Sarkozy has repeated the two messages since the start on Sunday of his three-day visit to Israel and the occupied West Bank.
He underlined that Israel needed to make concessions to the Palestinians in order to guarantee its own security, and singled out the continued construction of Jewish settlements in the West Bank for criticism.
“As I have said on several occasions, freezing settlements which are the main obstacle to peace, is crucial,” Sarkozy said in an interview with the Palestinian Al-Quds newspaper published on Monday.
Israeli authorities have announced the construction of hundreds of new homes for Jewish settlers in the West Bank in recent months, infuriating Palestinians and drawing international criticism.
“Israel must now do more so that the situation on the ground changes and that the daily life of the Palestinian population improves,” he said, adding that this was key to preventing the peace process from getting bogged down.
The long dormant Israeli-Palestinian negotiations were revived at a US conference last November, but have made little progress since.
On Sunday night, Sarkozy told Prime Minister Ehud Olmert that while Israel needed to be strong to survive, “peace cannot only be built through strength. It is built with dialogue and a hand held out.”
The trip, one of several high-profile visits by world leaders to mark the Jewish state’s 60th anniversary, was aimed at underlining the strength of Franco-Israeli relations, in contrast with the tensions that marked ties under former French president Jacques Chirac, perceived in Israel as being pro-Arab.
“I have always been Israel’s friend,” Sarkozy said upon arrival at Ben Gurion airport outside Tel Aviv on Sunday.
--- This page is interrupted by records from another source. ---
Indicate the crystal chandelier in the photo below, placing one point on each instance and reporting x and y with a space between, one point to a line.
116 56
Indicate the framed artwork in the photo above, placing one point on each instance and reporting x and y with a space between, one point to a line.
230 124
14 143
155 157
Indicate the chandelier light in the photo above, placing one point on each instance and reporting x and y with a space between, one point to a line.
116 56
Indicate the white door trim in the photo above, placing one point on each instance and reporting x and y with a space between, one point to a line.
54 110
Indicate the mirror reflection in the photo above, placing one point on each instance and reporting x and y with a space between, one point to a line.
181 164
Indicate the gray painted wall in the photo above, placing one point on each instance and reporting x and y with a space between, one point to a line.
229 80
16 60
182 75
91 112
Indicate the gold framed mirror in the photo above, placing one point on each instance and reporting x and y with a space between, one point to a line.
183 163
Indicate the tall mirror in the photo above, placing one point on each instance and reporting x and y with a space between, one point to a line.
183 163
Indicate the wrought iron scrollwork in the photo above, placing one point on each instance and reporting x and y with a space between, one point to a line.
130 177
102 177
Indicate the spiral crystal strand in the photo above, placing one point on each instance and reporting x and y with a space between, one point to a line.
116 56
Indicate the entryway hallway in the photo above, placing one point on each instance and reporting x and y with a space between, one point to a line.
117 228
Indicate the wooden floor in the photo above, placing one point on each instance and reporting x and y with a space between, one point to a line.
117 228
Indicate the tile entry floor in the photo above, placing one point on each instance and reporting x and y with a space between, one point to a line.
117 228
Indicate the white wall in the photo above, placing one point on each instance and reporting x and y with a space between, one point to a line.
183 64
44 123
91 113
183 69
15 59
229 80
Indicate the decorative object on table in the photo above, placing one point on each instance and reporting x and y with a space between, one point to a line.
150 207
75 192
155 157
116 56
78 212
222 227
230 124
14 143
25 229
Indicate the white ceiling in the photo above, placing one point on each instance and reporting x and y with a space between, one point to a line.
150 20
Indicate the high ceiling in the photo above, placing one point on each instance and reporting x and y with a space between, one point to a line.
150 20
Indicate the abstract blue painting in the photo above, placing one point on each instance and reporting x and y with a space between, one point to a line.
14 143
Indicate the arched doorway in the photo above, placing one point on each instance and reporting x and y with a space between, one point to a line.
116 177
His visit is the first to Israel by a French president in almost 12 years, and his Knesset address will be the second by a French president after that of Francois Mitterrand in 1982.
On Monday morning, Sarkozy and his wife — supermodel-turned-singer Carla Bruni-Sarkozy — toured Jerusalem’s Yad Vashem, a memorial to the six million Jews killed by Germany’s Nazi regime.
Later in the day he was scheduled to meet with the parents of Gilad Shalit, an Israeli soldier — who also holds French nationality — captured by Palestinian militants from the Gaza Strip in a bloody cross-border raid two years ago.
Sarkozy also plans to travel to the West Bank town of Bethlehem on Tuesday for talks with Palestinian president Mahmud Abbas.
In addition to the Israeli-Palestinian peace process, Sarkozy was also expected to discuss other regional issues following his recent contacts with Syrian President Bashar al-Assad.